Google Website Optimizer offers free A/B split testing and multivariate analysis tools.  In A/B testing you compare different versions of a page.  In multivariate testing you create various combinations of a page by altering elements such as graphics, titles, and call to action text.  Website Optimizer and similar testing tools will automatically create the combinations, present them to visitors, and track the results of your test to produce statistically meaningful results.

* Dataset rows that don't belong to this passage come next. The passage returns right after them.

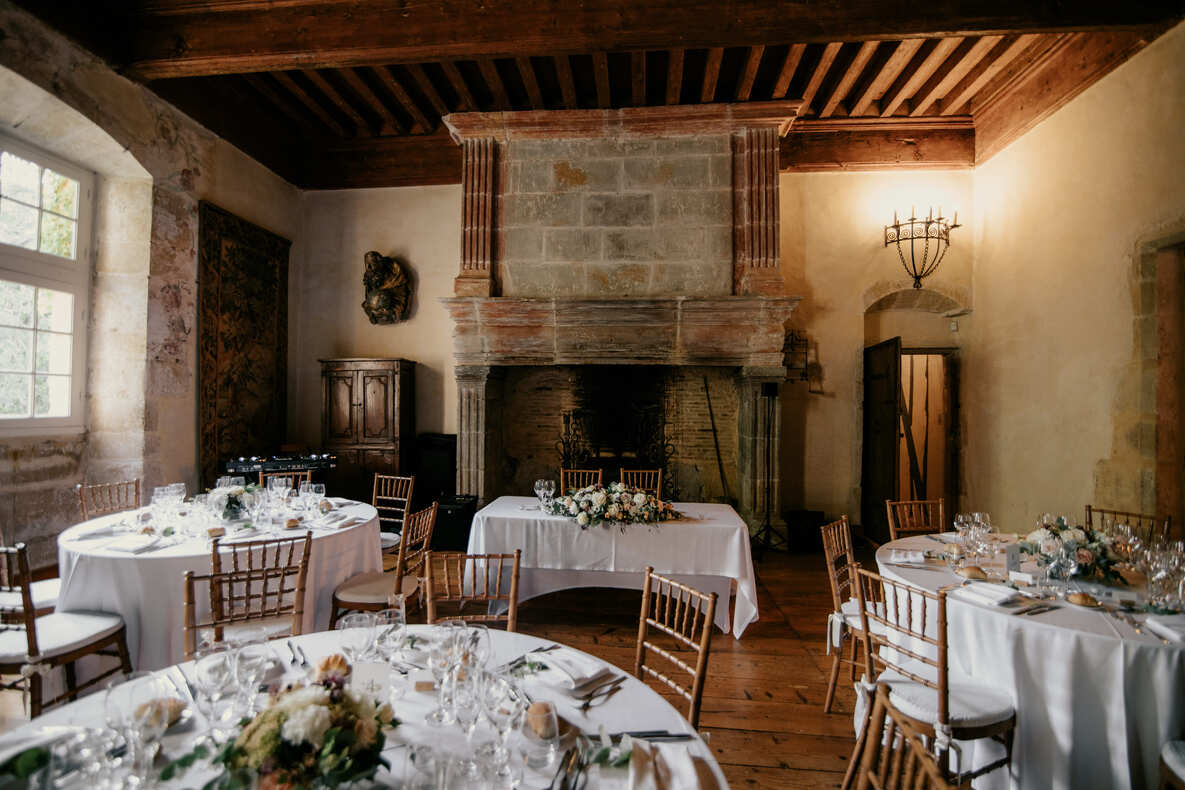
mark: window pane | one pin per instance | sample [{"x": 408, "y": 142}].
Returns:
[
  {"x": 51, "y": 396},
  {"x": 14, "y": 395},
  {"x": 53, "y": 353},
  {"x": 59, "y": 194},
  {"x": 17, "y": 349},
  {"x": 19, "y": 179},
  {"x": 18, "y": 224},
  {"x": 17, "y": 303},
  {"x": 55, "y": 310},
  {"x": 57, "y": 236}
]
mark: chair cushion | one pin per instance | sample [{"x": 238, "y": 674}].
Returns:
[
  {"x": 44, "y": 593},
  {"x": 1173, "y": 755},
  {"x": 971, "y": 704},
  {"x": 62, "y": 631},
  {"x": 373, "y": 588}
]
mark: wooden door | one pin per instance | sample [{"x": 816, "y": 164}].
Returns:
[{"x": 878, "y": 467}]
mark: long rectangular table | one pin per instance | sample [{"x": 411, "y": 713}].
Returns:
[{"x": 708, "y": 550}]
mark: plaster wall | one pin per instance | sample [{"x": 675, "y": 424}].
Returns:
[
  {"x": 418, "y": 225},
  {"x": 1058, "y": 396}
]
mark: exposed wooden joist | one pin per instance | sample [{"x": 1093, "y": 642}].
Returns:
[
  {"x": 235, "y": 37},
  {"x": 391, "y": 124},
  {"x": 601, "y": 76},
  {"x": 712, "y": 74},
  {"x": 947, "y": 76},
  {"x": 401, "y": 95},
  {"x": 751, "y": 62},
  {"x": 567, "y": 84},
  {"x": 821, "y": 68},
  {"x": 311, "y": 103},
  {"x": 456, "y": 79},
  {"x": 928, "y": 58},
  {"x": 789, "y": 65},
  {"x": 638, "y": 78},
  {"x": 494, "y": 82},
  {"x": 886, "y": 75},
  {"x": 845, "y": 83},
  {"x": 427, "y": 88},
  {"x": 530, "y": 83}
]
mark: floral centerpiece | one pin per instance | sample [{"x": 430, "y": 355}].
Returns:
[
  {"x": 324, "y": 734},
  {"x": 1091, "y": 552},
  {"x": 616, "y": 505}
]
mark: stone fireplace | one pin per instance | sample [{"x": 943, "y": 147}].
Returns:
[{"x": 641, "y": 241}]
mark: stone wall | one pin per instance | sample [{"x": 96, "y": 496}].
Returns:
[{"x": 616, "y": 217}]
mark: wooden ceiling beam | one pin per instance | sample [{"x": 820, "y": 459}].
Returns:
[
  {"x": 601, "y": 75},
  {"x": 751, "y": 62},
  {"x": 789, "y": 65},
  {"x": 850, "y": 75},
  {"x": 924, "y": 63},
  {"x": 460, "y": 87},
  {"x": 968, "y": 53},
  {"x": 311, "y": 103},
  {"x": 712, "y": 74},
  {"x": 674, "y": 76},
  {"x": 401, "y": 95},
  {"x": 821, "y": 68},
  {"x": 886, "y": 75},
  {"x": 209, "y": 38}
]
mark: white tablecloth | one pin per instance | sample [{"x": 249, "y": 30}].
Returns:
[
  {"x": 708, "y": 550},
  {"x": 148, "y": 589},
  {"x": 1095, "y": 699},
  {"x": 633, "y": 708}
]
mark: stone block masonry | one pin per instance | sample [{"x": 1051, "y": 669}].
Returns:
[{"x": 616, "y": 217}]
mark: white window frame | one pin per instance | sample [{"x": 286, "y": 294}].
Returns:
[{"x": 45, "y": 270}]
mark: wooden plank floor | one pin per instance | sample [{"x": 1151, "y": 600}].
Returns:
[{"x": 764, "y": 693}]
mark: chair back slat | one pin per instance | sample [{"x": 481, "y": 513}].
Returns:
[
  {"x": 392, "y": 500},
  {"x": 648, "y": 480},
  {"x": 570, "y": 479},
  {"x": 1147, "y": 526},
  {"x": 915, "y": 518},
  {"x": 684, "y": 616},
  {"x": 100, "y": 499},
  {"x": 460, "y": 579}
]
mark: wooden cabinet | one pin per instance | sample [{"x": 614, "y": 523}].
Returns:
[{"x": 367, "y": 421}]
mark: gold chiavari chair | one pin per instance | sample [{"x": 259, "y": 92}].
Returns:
[
  {"x": 392, "y": 499},
  {"x": 456, "y": 579},
  {"x": 251, "y": 584},
  {"x": 904, "y": 633},
  {"x": 31, "y": 646},
  {"x": 648, "y": 480},
  {"x": 684, "y": 616},
  {"x": 570, "y": 479},
  {"x": 845, "y": 617},
  {"x": 1148, "y": 527},
  {"x": 897, "y": 759},
  {"x": 100, "y": 499},
  {"x": 915, "y": 518},
  {"x": 376, "y": 590}
]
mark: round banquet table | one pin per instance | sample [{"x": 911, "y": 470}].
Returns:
[
  {"x": 1095, "y": 699},
  {"x": 635, "y": 707},
  {"x": 148, "y": 589}
]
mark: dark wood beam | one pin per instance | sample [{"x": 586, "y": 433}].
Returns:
[
  {"x": 751, "y": 62},
  {"x": 674, "y": 76},
  {"x": 206, "y": 38},
  {"x": 601, "y": 75},
  {"x": 712, "y": 74}
]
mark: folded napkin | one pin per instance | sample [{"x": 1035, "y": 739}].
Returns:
[
  {"x": 1169, "y": 627},
  {"x": 665, "y": 766},
  {"x": 133, "y": 544},
  {"x": 902, "y": 556},
  {"x": 990, "y": 595}
]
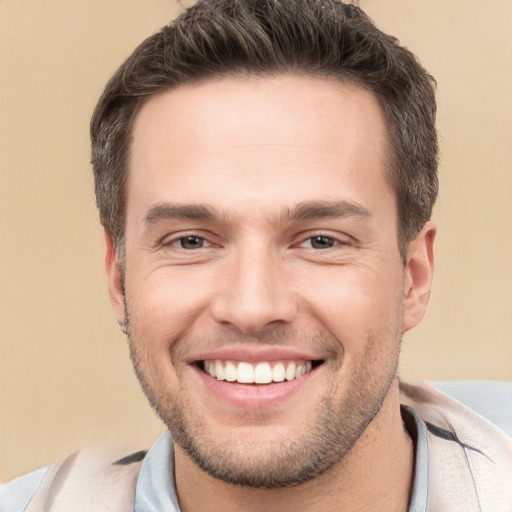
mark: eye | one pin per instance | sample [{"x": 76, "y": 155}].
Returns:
[
  {"x": 321, "y": 242},
  {"x": 191, "y": 242}
]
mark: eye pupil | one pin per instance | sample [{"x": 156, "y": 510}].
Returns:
[
  {"x": 322, "y": 242},
  {"x": 191, "y": 242}
]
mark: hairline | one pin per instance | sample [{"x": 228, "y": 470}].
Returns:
[{"x": 391, "y": 159}]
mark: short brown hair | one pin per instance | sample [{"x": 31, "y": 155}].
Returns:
[{"x": 323, "y": 38}]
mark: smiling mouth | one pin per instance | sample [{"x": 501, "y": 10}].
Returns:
[{"x": 243, "y": 372}]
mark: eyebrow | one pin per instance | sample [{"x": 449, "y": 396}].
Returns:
[
  {"x": 309, "y": 210},
  {"x": 326, "y": 209},
  {"x": 169, "y": 211}
]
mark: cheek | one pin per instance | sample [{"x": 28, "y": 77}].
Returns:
[
  {"x": 162, "y": 307},
  {"x": 354, "y": 303}
]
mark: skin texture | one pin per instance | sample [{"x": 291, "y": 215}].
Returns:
[{"x": 255, "y": 170}]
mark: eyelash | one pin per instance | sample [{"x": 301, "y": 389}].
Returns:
[{"x": 330, "y": 240}]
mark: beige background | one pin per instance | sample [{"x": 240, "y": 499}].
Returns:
[{"x": 65, "y": 377}]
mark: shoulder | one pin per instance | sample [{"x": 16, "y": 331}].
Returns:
[
  {"x": 491, "y": 399},
  {"x": 17, "y": 494}
]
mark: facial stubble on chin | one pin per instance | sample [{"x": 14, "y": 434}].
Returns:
[{"x": 286, "y": 462}]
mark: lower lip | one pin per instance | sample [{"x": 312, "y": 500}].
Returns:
[{"x": 253, "y": 396}]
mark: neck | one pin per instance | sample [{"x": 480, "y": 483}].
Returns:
[{"x": 375, "y": 475}]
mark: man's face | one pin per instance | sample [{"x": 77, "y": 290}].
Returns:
[{"x": 261, "y": 244}]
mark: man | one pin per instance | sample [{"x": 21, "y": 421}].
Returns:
[{"x": 265, "y": 175}]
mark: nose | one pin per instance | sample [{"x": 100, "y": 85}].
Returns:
[{"x": 255, "y": 292}]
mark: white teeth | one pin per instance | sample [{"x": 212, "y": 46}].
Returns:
[
  {"x": 261, "y": 373},
  {"x": 290, "y": 371},
  {"x": 230, "y": 372},
  {"x": 245, "y": 373},
  {"x": 219, "y": 371},
  {"x": 278, "y": 372}
]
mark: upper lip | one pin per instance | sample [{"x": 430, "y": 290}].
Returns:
[{"x": 254, "y": 354}]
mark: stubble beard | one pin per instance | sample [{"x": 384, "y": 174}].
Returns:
[{"x": 285, "y": 462}]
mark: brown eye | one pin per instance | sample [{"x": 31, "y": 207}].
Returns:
[
  {"x": 322, "y": 242},
  {"x": 191, "y": 242}
]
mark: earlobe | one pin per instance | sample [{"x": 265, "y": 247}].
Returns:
[
  {"x": 114, "y": 278},
  {"x": 418, "y": 275}
]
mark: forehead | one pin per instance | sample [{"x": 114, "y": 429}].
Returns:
[{"x": 272, "y": 140}]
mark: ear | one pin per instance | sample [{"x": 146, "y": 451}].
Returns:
[
  {"x": 114, "y": 280},
  {"x": 418, "y": 275}
]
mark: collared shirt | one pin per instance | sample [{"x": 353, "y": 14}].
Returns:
[{"x": 156, "y": 492}]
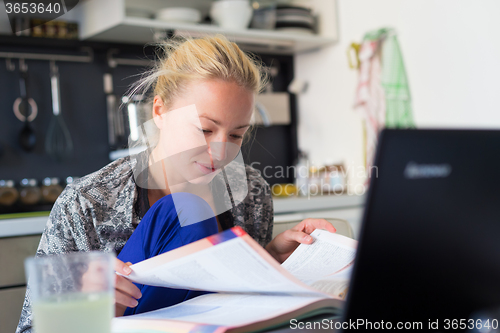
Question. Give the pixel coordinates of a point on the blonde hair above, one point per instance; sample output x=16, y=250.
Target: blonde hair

In Google’s own blog they describe a test they did for Picasa download links.  The results proved surprising.  The page with a pretty picture and the link ‘Free Download’ (version A) produced inferior results to a less visual page with a simple ‘Try Picasa Now’ button (version B).  The lesson here… let you visitors tell you what works!

Google Website Optimizer

I hope you now realize that you don’t have to live with crappy Bounce Rates on your site.  Be sure to carefully monitor the rate using the steps outlined in Bounce Rate: How Much do Visitors Really Like Your Site? Once you hit on problem areas, try some of the step outlined above, but be sure to continually monitor the rate to identify trends and to see if the steps you have taken have resulted in measurable improvements.

This Post Has 2 Comments

  1. Claire Mills

    Love your examples. Thanks for breaking it down so nicely!